In 1956, I patented my confocal microscope, but the patent expired before anyone built a second one. We didn't even bother to patent the screen or the logo, thinking they were totally obvious inventions. It seems that the obvious is not relevant to the patent.

confocal microscope

A confocal microscope differs structurally from the traditional fluorescence microscope by the use of the laser source but above all by the presence of a diaphragm along the optical path that allows to exclude the signal coming from the portions above and below the focus of the sample, thus providing an image for the first time with three dimensional information. In reality, the confocal microscope enters laboratories only in the late 80s when laser and computer technology become relatively accessible and powerful enough. It is currently a fundamentally important tool in biomedical scientific research.

microscope

The confocal microscope represents, for the field of optics, not a technological goal but a starting point for the flourishing of new research techniques based on laser technology and the use of new fluorescent markers, such as TIRF (Total internal Reflection Fluorescence) microscopy, Live Cell Imaging, confocal spectral microscopy, the use of different imaging techniques, morphofunctional analysis including FRAP (Fluorescence Recovery After Photobleaching), FRET (Fluorescence Resonance Energy Transfer), FLIM (Fluorescence Lifetime Imaging), FCS (Fluorescent Correlation Spectroscopy) and finally the use of multiphoton lasers to obtain a significant increase in power penetration of light into the sample.

STED microscopy

The early years of this century are also marked by the development of ingenious new ideas that have pushed optical resolution beyond the limits imposed by the nature of light. In fact, we are talking about super resolution, achieved thanks to three main different approaches: lSTED microscopy developed by Stefan Hell (1962), Nobel Prize in Chemistry in 2014, structured light microscopy that owes its birth to Mats Gustafsson (1960-2011). ), and localization microscopy, introduced in the Harvard laboratories by Xiaowei Zhuang (1972), capable of visualizing a single molecule with a resolution 10 times greater than traditional optical microscopy.

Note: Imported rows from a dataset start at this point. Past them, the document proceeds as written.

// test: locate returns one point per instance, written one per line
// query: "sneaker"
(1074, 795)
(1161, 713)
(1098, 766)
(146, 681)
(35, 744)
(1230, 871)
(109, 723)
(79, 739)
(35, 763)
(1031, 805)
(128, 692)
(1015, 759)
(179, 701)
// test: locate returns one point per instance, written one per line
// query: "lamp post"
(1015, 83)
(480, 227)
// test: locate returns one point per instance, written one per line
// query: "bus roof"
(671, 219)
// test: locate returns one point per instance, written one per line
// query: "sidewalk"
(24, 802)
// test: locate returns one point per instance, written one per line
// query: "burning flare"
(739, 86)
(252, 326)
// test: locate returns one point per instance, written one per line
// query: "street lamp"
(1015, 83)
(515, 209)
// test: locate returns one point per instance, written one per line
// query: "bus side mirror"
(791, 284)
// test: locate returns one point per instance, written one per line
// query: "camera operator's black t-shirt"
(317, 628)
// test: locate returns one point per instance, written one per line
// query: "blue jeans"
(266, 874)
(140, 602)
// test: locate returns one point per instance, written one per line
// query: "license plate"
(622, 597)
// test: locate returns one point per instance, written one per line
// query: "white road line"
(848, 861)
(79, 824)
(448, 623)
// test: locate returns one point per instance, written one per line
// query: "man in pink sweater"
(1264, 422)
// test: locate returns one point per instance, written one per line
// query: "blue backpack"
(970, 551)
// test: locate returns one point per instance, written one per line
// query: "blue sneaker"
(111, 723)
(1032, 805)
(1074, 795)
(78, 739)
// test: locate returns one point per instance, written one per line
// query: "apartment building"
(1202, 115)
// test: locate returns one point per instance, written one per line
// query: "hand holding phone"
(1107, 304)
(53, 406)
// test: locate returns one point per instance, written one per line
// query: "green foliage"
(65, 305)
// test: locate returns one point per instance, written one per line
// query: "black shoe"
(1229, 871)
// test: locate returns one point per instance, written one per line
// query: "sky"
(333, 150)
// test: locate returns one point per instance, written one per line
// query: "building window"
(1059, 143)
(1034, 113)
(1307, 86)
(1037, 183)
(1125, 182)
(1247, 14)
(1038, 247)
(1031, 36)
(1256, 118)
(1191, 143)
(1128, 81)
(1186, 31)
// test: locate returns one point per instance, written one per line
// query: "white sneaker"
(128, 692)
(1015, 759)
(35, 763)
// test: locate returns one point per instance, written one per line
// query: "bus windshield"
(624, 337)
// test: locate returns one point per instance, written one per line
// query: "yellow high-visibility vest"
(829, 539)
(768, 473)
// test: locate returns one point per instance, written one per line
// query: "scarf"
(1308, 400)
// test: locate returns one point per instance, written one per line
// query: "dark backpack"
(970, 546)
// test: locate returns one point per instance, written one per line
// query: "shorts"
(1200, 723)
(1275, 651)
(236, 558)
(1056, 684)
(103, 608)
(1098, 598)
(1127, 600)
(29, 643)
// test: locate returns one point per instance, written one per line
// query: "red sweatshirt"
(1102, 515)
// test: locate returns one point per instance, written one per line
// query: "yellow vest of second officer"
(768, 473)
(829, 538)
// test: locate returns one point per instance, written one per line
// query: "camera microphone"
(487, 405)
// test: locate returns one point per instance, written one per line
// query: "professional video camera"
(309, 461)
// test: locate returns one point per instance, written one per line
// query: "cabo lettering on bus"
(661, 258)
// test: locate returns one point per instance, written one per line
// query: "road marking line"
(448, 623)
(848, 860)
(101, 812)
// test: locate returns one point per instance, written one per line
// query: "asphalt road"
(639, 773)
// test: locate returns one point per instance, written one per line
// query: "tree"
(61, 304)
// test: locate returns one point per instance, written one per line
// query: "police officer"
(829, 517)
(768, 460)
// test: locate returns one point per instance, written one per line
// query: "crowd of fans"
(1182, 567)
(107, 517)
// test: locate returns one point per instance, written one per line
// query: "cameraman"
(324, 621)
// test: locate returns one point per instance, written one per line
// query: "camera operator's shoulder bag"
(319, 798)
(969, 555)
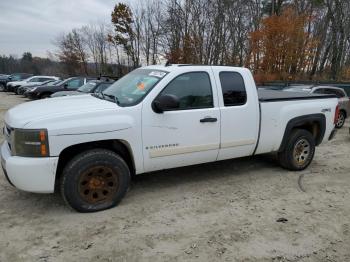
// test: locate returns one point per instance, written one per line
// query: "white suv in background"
(34, 80)
(344, 102)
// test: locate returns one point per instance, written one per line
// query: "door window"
(192, 89)
(74, 84)
(233, 89)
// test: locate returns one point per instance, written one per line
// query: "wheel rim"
(98, 184)
(340, 120)
(301, 151)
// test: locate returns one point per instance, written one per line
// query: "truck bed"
(266, 95)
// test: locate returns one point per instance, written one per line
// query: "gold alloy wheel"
(98, 184)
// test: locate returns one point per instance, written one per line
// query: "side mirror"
(165, 103)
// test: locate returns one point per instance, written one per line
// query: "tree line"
(276, 39)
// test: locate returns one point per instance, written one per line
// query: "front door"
(185, 136)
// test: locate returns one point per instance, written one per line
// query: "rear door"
(239, 109)
(186, 136)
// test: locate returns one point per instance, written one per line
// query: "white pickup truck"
(154, 118)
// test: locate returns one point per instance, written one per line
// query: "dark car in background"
(22, 89)
(70, 84)
(12, 77)
(93, 86)
(344, 102)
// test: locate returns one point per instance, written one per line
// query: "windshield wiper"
(114, 98)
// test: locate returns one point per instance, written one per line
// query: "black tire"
(294, 156)
(78, 187)
(341, 119)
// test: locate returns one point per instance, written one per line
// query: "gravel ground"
(225, 211)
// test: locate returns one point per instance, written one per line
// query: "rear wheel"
(95, 180)
(340, 120)
(299, 151)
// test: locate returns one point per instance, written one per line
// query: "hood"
(53, 110)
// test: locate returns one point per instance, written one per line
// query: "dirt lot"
(224, 211)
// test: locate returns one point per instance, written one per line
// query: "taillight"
(336, 115)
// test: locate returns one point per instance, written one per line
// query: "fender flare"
(320, 119)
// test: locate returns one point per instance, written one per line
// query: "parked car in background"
(13, 77)
(93, 86)
(70, 84)
(344, 102)
(13, 85)
(22, 89)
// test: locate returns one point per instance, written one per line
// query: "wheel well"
(120, 147)
(315, 124)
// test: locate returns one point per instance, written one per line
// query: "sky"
(33, 25)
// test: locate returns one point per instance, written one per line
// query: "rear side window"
(233, 89)
(193, 90)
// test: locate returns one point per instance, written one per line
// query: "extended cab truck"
(155, 118)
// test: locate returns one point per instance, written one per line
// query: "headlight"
(30, 143)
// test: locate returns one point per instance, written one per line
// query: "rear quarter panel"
(276, 115)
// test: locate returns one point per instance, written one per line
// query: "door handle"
(208, 120)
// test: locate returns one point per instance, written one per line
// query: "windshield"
(298, 88)
(87, 88)
(133, 87)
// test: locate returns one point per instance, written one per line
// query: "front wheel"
(340, 120)
(95, 180)
(299, 151)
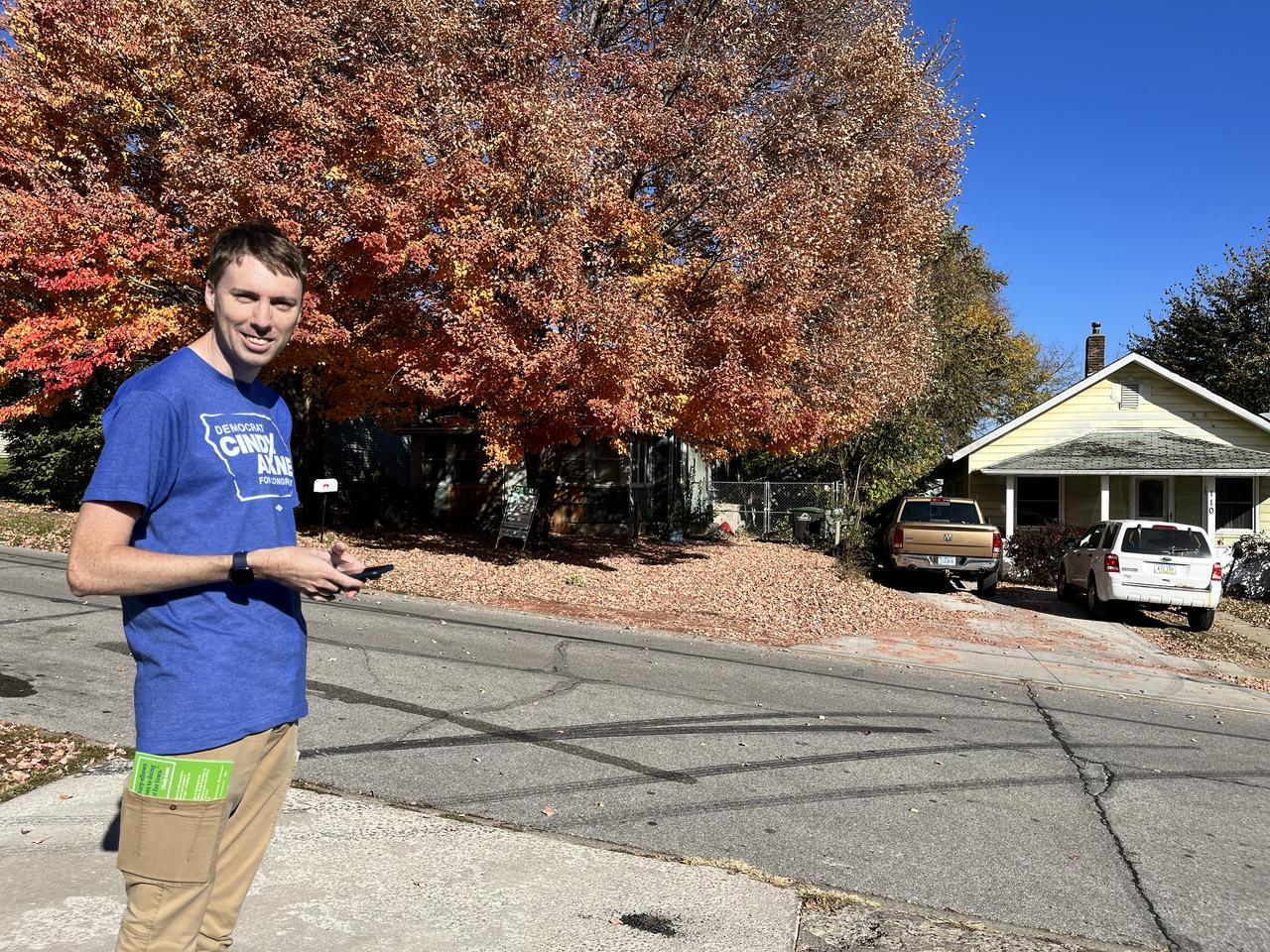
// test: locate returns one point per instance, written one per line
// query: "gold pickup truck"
(945, 536)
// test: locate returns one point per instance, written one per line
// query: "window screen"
(1234, 503)
(1037, 500)
(608, 462)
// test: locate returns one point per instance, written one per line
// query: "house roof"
(1135, 452)
(1260, 421)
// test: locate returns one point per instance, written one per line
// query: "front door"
(1152, 498)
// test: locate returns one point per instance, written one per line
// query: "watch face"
(240, 572)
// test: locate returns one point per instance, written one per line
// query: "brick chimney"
(1095, 350)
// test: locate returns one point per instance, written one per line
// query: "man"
(190, 517)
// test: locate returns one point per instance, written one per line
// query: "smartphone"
(372, 571)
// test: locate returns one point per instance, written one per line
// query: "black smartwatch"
(240, 572)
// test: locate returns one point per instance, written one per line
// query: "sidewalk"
(363, 876)
(349, 874)
(1028, 635)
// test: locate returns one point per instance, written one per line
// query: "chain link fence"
(778, 508)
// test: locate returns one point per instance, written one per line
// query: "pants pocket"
(169, 841)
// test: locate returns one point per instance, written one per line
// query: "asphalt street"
(1105, 816)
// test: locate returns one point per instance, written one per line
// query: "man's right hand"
(307, 570)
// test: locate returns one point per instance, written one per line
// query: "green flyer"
(180, 778)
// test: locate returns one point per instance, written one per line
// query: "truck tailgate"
(942, 538)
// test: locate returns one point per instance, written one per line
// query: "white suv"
(1144, 561)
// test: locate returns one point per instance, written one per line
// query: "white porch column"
(1210, 506)
(1010, 506)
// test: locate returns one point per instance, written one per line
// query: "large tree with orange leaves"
(598, 217)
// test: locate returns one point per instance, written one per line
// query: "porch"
(1143, 474)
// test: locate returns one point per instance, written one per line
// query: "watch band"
(240, 572)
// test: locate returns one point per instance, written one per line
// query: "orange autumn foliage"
(580, 218)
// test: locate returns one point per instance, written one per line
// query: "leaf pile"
(742, 590)
(31, 757)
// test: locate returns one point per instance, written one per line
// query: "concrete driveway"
(1028, 634)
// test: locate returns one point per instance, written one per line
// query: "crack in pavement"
(1096, 784)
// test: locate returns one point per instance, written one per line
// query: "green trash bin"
(808, 521)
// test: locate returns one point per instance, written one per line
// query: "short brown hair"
(261, 240)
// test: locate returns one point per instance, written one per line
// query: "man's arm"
(104, 562)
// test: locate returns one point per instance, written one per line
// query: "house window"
(608, 462)
(1234, 503)
(432, 462)
(468, 460)
(572, 463)
(1037, 500)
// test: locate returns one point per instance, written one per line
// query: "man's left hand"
(345, 561)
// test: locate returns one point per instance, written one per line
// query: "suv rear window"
(1143, 539)
(935, 511)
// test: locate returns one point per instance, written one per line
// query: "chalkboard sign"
(517, 516)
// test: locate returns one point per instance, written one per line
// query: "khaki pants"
(187, 866)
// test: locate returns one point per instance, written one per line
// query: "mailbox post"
(324, 488)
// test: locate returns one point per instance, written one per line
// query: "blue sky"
(1124, 144)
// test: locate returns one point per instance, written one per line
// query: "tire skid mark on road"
(335, 692)
(784, 763)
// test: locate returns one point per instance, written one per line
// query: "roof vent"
(1129, 395)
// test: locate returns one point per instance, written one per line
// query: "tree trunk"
(543, 471)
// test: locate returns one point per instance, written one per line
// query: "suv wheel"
(1201, 619)
(1096, 606)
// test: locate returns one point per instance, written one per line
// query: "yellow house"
(1129, 440)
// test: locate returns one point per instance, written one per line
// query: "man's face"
(254, 315)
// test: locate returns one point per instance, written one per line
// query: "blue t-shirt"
(208, 461)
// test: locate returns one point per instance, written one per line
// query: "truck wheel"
(1201, 619)
(1096, 606)
(1065, 590)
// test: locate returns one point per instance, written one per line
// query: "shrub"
(51, 465)
(1250, 572)
(1035, 551)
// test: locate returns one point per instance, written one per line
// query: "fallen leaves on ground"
(35, 526)
(743, 589)
(31, 757)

The introduction of super-resolution techniques led to modern light microscopes, which can therefore reasonably be called "nanoscopes". dialogue more and more with electronic microscopes for a better integration of morphological analyses. Today, the microscope is an irreplaceable tool in the laboratory and has become the very symbol of scientific research.

The future of microscopy

The microscope was undoubtedly one of the greatest revolutions in the history of science, marking the birth of microbiology, cytology, and cell biology. The giant leaps that medical research has taken in the last 100-150 years, with all that has followed, would have been unthinkable without the microscope.

The new frontiers of technology already see the marriage between the information produced by microscopes and the use of artificial intelligence. This new discipline, called Deep Learning, is capable of analyzing images taken with microscopes and can radically change microscopy and pave the way for new discoveries. But Mats Gustafsson, one of the fathers of super resolution, had already realized all this when he said: “Once a computer is added between the microscope and the human observer, the whole game changes. At that moment, a microscope is no longer a device that must generate a directly interpretable image. Now it is a device for recording information.”

At this point, it would be legitimate to ask how far it is possible to go in the investigation and study of microscopy: the microscopic world constitutes an almost inexhaustible reservoir of information: matter possesses structural, chemical, and physical properties that reflect the imprint given by the fundamental constants and the homogeneity of physical laws arose in the first moments of the Universe and the possible variants, most of which are still beyond our comprehension, constitute the unimaginable variety of the world that we observe.